En France on prône le "beau jeu". On préfère perdre avec les honneurs que de gagner moche. En témoigne cette victoire (peut-on vraiment l'appeler comme ça ?) contre l’Ecosse à Murrayfield en 2e journée du Tournoi 2024. Les tweets déçus et énervés ont été pléthore sur X après ce match.
Et pourtant les joueurs et le staff avaient l'air tellement heureux, tellement satisfaits. "Une des plus belles victoires" de Greg Alldritt, nous a-t-il dit.
Patrick Arlettaz attend d'autres victoires pour continuer à construire. D'après Quibe, c'est justement cette culture de la victoire avant tout qui est à la source du problème et de notre baisse de forme actuelle. "C’est pour ça que les joueurs sont perdus dès que ça gagne plus et remettent tout en question", ajoute-t-il. Peut-être. Peut-être la défaite en quart de finale de "notre" Coupe du Monde nous a-t-elle coupé les pattes. Parce que si tu ne gagnes pas tu n'es plus rien. Vae victis. Dur fardeau à porter.
C'est le serpent qui se mord la queue. Vouloir gagner à court terme nous empêche d'embrasser une philosophie sur le long terme qui nous aiderait à davantage gagner. On commence à en avoir mal à la tête. Alors quoi ?
Peut-être les deux angles de vue ne sont-ils pas incompatibles.
La génération dorée des U20 trois fois champions du monde tend à faire entrer notre rugby dans le long terme. Nos Bleuets, avec l'envie, la candeur et le brio qui les caractérisent, tentent plein de choses, ils font une overdose de jeu magnifique à regarder. Ils mettent en place leur stratégie et gagnent en confiance. Ils s'affirment un peu plus à chaque match.
Mais la pression devient immense dès qu'ils franchissent le pas de l'équipe A. Encore une fois, il faut du résultat, tout de suite ou presque.
Peut-être pourrions-nous, au sein du XV de France, garder un peu de cette candeur. On essaie des choses, on verra bien, mais en attendant on met en place notre jeu, on resserre les liens et on s'affirme. Comme quand une équipe toute neuve s'est présentée au premier match du Tournoi 2020 face à l'Angleterre. À cette époque on ne donnait pas cher de notre peau et quel match, quel tournoi ! Mais cela suppose que tous les observateurs fassent preuve de patience à leur égard au lieu de les jeter aux fauves à la moindre méforme.
En attendant, et de façon plus pragmatique, n'oublions pas que l'on peut "gagner moche" à très court terme.
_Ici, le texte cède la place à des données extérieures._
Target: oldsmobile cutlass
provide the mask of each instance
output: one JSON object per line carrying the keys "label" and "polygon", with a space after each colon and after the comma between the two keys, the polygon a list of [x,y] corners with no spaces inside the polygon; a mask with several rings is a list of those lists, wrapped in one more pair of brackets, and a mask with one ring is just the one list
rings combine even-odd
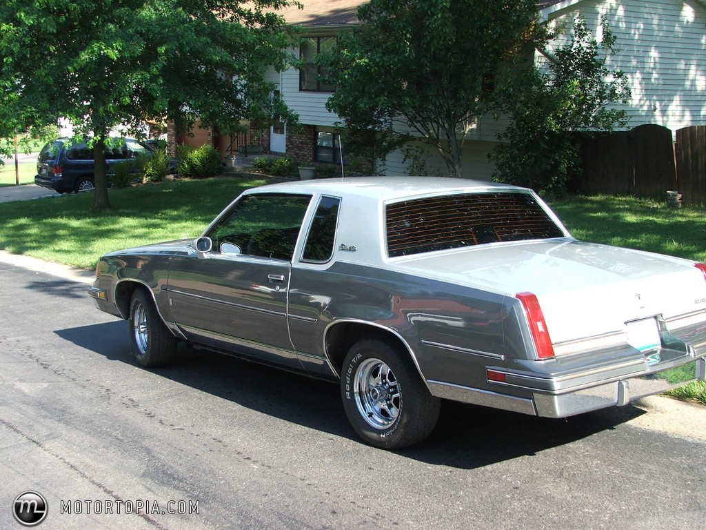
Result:
{"label": "oldsmobile cutlass", "polygon": [[429,177],[270,184],[198,237],[103,256],[135,358],[178,341],[337,381],[385,448],[441,399],[561,418],[706,379],[706,265],[578,241],[532,191]]}

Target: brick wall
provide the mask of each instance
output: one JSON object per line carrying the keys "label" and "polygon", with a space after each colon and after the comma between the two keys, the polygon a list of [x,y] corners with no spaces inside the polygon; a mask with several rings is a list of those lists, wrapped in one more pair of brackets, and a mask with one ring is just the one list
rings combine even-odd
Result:
{"label": "brick wall", "polygon": [[297,133],[287,134],[287,154],[298,162],[313,162],[315,129],[313,125],[304,125]]}

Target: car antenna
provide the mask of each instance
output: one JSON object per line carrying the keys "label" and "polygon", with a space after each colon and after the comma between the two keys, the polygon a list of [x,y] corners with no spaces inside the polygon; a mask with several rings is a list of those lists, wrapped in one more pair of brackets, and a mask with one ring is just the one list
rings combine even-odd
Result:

Ou en tout cas se satisfaire de la victoire quelle que soit la manière d'y parvenir. Sur UN match important. Une finale par exemple. Là, oui, seule la victoire est belle. Car une finale, comme dit le proverbe, ça ne se joue pas, ça se gagne. Quoi qu'on en dise et quelles qu'en aient été les circonstances, la Coupe du Monde 2011 a été remportée par la Nouvelle-Zélande. C'est tout ce que l'Histoire retiendra. Vae victis là aussi.